Par ailleurs, M. [Y] demeure taisant au sujet de l’écriture « FAE 2018 » d’un montant de 175.843 euros figurant au poste «Clients ‘ facture à établir », dont le montant ne saurait être jugé négligeable au regard du chiffre d’affaires de la société et dont l’ancien expert-comptable de la SASU Décoantik a indiqué qu’elle concernait des travaux effectués par celle-ci pour la rénovation des appartements dont M. [Y] était propriétaire.
Il ne peut que s’en déduire que M. [Y] a fait réaliser des travaux d’un montant important par sa société sur des biens immobiliers lui appartenant en propre, sans pour autant en régler le montant.
En outre, il ressort des relevés bancaires de la SASU Décoantik pour l’année 2020 versés aux débats que de nombreuses dépenses ont été effectuées dans des enseignes de grande ou moyenne distribution (Leclerc [Localité 8], Super 36 [Localité 7], Intermarché [Localité 5]) et des bureaux de tabac (Tabac Tanchoux [Localité 9], Tabac de la gare [Localité 6]), sans pouvoir être rattachées de manière évidente à l’activité de la société. Le liquidateur judiciaire en déduit avec raison que M. [Y] a fait peser sur la société le coût de ces dépenses personnelles sans procéder au moindre remboursement.
Enfin, des retraits d’espèces et virements à destination de comptes bancaires appartenant à M. [Y] peuvent être observés et atteindre des montants conséquents. À titre d’exemple, sur le seul mois de mai 2020, ces opérations ont atteint un montant global supérieur à 7.000 euros.
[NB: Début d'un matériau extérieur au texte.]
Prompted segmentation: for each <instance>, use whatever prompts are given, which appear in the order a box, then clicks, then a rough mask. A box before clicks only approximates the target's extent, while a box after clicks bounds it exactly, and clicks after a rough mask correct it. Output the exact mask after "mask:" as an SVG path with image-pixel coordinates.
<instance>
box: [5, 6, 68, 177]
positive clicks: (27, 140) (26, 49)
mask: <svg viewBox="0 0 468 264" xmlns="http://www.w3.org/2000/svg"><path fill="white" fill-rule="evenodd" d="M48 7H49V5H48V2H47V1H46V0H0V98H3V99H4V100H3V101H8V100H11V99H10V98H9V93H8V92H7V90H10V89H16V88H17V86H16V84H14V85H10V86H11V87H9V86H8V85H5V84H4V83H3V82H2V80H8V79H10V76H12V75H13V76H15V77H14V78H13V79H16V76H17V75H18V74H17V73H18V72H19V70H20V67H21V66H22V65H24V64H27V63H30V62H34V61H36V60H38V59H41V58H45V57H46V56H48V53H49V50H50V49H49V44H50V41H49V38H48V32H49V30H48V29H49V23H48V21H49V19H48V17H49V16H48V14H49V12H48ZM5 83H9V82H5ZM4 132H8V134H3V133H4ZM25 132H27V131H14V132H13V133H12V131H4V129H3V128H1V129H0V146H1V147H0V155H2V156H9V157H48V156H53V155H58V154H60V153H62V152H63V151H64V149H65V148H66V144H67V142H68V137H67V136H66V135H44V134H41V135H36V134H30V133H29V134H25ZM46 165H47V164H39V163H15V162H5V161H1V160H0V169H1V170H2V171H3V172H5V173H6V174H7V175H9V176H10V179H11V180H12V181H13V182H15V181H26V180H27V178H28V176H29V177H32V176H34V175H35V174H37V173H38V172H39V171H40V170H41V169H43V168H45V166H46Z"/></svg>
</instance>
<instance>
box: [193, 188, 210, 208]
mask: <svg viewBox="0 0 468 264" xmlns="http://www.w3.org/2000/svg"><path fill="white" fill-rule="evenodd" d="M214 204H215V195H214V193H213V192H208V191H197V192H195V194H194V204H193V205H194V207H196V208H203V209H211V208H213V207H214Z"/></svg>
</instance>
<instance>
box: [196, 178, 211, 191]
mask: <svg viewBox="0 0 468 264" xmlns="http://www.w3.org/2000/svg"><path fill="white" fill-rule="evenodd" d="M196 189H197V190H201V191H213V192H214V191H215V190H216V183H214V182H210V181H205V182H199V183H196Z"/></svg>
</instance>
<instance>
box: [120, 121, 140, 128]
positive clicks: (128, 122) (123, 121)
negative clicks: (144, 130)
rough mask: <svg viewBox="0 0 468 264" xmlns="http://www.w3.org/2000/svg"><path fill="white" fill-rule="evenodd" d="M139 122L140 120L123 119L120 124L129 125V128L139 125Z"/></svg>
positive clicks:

Aucun motif à ces retraits et virements n’est avancé par l’appelant.
Si M. [Y] indique que la rémunération du dirigeant, le remboursement de frais ou le versement de dividendes auraient pu être régularisés par une décision de l’actionnaire unique, il ne peut qu’être constaté qu’aucune décision de la sorte n’est intervenue, sans qu’il soit fourni d’explication sur ce point.
L’usage du compte bancaire de la société pour régler, de manière récurrente et plusieurs mois durant, en l’état des pièces communiquées à la Cour, les dépenses personnelles du gérant constituent une anomalie caractérisant une confusion des patrimoines que M. [Y] ne peut justifier, a fortiori en l’absence de toute comptabilité.
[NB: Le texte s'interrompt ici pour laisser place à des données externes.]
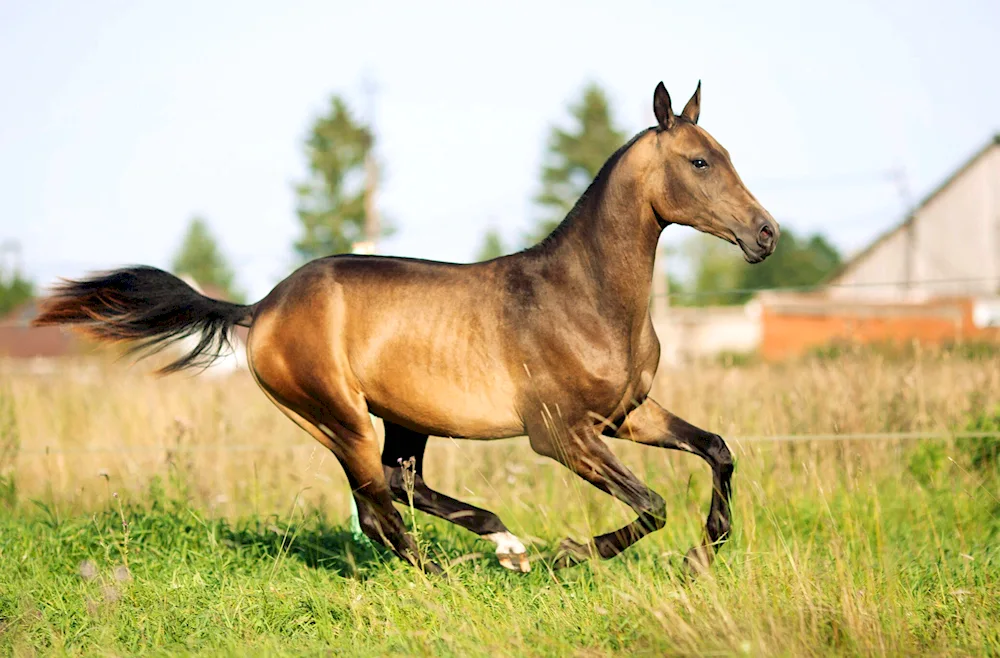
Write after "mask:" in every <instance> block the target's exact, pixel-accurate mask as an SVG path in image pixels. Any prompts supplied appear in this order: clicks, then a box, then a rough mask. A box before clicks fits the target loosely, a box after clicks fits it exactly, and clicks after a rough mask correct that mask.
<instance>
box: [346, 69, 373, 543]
mask: <svg viewBox="0 0 1000 658" xmlns="http://www.w3.org/2000/svg"><path fill="white" fill-rule="evenodd" d="M361 91H362V94H363V95H364V98H365V101H364V102H365V106H364V120H365V123H367V124H368V140H369V141H368V152H367V154H366V155H365V228H364V233H365V235H364V239H363V240H361V241H359V242H355V243H354V244H353V245H352V248H351V251H352V252H353V253H355V254H366V255H374V254H376V253H378V237H379V217H378V206H377V204H376V202H375V199H376V193H377V191H378V162H376V160H375V95H376V93H377V92H378V87H377V85H376V83H375V81H374V80H373V79H372V77H371V75H370V74H369V73H367V72H366V73H365V75H364V77H363V78H362V80H361ZM368 417H369V418H370V419H371V422H372V426H375V425H376V418H375V416H374V415H372V414H371V413H369V414H368ZM350 524H351V536H352V537H353V538H354V541H356V542H358V543H359V544H365V545H368V546H371V540H369V539H368V537H366V536H365V533H364V531H362V530H361V519H360V518H359V516H358V503H357V501H355V500H354V496H351V521H350Z"/></svg>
Il en va de même des retraits d’espèces et virements répétés auxquels M. [Y] a procédé sur la même période, sans en expliquer la cause.
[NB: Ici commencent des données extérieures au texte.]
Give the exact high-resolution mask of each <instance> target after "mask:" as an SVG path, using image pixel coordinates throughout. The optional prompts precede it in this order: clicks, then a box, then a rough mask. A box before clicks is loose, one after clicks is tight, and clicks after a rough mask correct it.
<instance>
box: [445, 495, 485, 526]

Il résulte de ce qui précède qu’est démontrée l’existence de flux financiers anormaux entre la SASU Décoantik et M. [Y] qui, en l’absence de toute comptabilité, a de manière récurrente et durant plusieurs années, créé et entretenu une confusion entre le patrimoine de la société et le sien propre, sans établir l’existence d’engagements réciproques, ce qui justifie l’extension de la procédure de liquidation judiciaire de la SASU Décoantik à M. [Y].
Le jugement entrepris sera en conséquence confirmé de ce chef.
Sur les dépens :
Aux termes de l’article 696 du code de procédure civile, la partie perdante est condamnée aux dépens à moins que le juge, par décision motivée, n’en mette la totalité ou une fraction à la charge de l’autre partie. M. [Y], qui succombe en l’intégralité de ses prétentions, sera condamné à supporter la charge des dépens de l’instance d’appel.
Le jugement entrepris sera en outre confirmé de ce chef.
Dispositif
PAR CES MOTIFS
La Cour,
– Confirme le jugement rendu le 27 juillet 2022 par le Tribunal de commerce de Châteauroux en l’intégralité de ses dispositions ;
Et y ajoutant,
– Condamne M. [L] [Y] aux dépens de l’instance d’appel.
L’arrêt a été signé par M. TESSIER-FLOHIC, Président, et par Mme MAGIS, Greffier auquel la minute de la décision a été remise par le magistrat signataire.